Evaluating the functionality of an Industrial Internet of Things system in the Fog

Abstract: The Internet is one of the greatest innovations ever created by mankind, and it is a technical trend that has moved into industries to facilitate automation, supervision and management in the form of IoT devices. These devices are designed to be extremely lightweight and operate in low-power and lossy networks, and therefore run a low duty cycle and CPU-clock frequency to reserve battery life. Fog nodes are located on site to minimize network delay and provide centralized processing to handle data from hundreds of connected devices in wireless sensor networks. This is the future of industrial automation. Our goal is to show the functionality of an industrial IoT network within the scope of Fog computing by implementing a closed-loop control system in Cooja. Performance evaluations considered network reliability in terms of packet delivery ratio and timeliness. We assume that wireless IoT devices are running RPL routing (one of the most common standard routing protocols for IoT applications).

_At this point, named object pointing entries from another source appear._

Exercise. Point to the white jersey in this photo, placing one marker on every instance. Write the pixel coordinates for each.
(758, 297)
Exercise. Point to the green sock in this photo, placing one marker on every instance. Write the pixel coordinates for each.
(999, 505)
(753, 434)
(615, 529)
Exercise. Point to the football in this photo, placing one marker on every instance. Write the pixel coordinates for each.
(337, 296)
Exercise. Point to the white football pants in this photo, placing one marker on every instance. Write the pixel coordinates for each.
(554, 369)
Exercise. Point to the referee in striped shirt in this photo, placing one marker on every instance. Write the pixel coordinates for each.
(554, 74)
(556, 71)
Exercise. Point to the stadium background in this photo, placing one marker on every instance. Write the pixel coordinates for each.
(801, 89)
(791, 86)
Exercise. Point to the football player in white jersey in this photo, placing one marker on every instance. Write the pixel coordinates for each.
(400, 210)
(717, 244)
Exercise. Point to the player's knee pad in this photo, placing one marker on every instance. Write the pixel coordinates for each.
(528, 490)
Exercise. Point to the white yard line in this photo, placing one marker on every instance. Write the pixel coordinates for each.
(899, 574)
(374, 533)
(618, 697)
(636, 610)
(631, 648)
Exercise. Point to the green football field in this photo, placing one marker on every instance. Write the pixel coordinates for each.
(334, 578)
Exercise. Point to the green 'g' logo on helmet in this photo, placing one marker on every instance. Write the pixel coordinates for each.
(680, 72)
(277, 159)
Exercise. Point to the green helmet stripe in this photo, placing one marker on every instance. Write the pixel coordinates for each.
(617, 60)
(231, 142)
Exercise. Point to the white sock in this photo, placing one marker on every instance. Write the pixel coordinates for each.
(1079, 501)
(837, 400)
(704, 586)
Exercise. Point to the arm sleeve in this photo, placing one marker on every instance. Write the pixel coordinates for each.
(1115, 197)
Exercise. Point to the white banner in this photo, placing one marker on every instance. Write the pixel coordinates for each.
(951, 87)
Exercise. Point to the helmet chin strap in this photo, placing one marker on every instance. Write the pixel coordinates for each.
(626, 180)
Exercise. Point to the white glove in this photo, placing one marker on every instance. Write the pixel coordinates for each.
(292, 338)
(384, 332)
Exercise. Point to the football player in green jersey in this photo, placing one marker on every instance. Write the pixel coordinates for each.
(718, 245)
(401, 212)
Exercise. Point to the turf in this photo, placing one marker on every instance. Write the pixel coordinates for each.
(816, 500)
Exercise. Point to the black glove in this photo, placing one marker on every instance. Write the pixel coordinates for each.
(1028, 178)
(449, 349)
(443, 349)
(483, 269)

We implement a mobility controller at the Fog-server in order to collect measurements made by the Fog nodes and send commands to IoT devices. In this thesis work, we assume that the commands are related to the mobility pattern of mobile node (e.g. AGVs in industrial automation) in order to avoid collision. From the simulation results we can conclude that sampling rates and node density have a greater impact on performance compared to payload size. We cannot be sure that our results reflect what a real-world evaluation would imply as we are running an emulation software, even though it has a very realistic physical layer. We do however believe that with substantial testing and improvements to both Cooja and our implementation, an accurate representation can be accomplished and algorithms in Cooja can be moved to real-world implementations.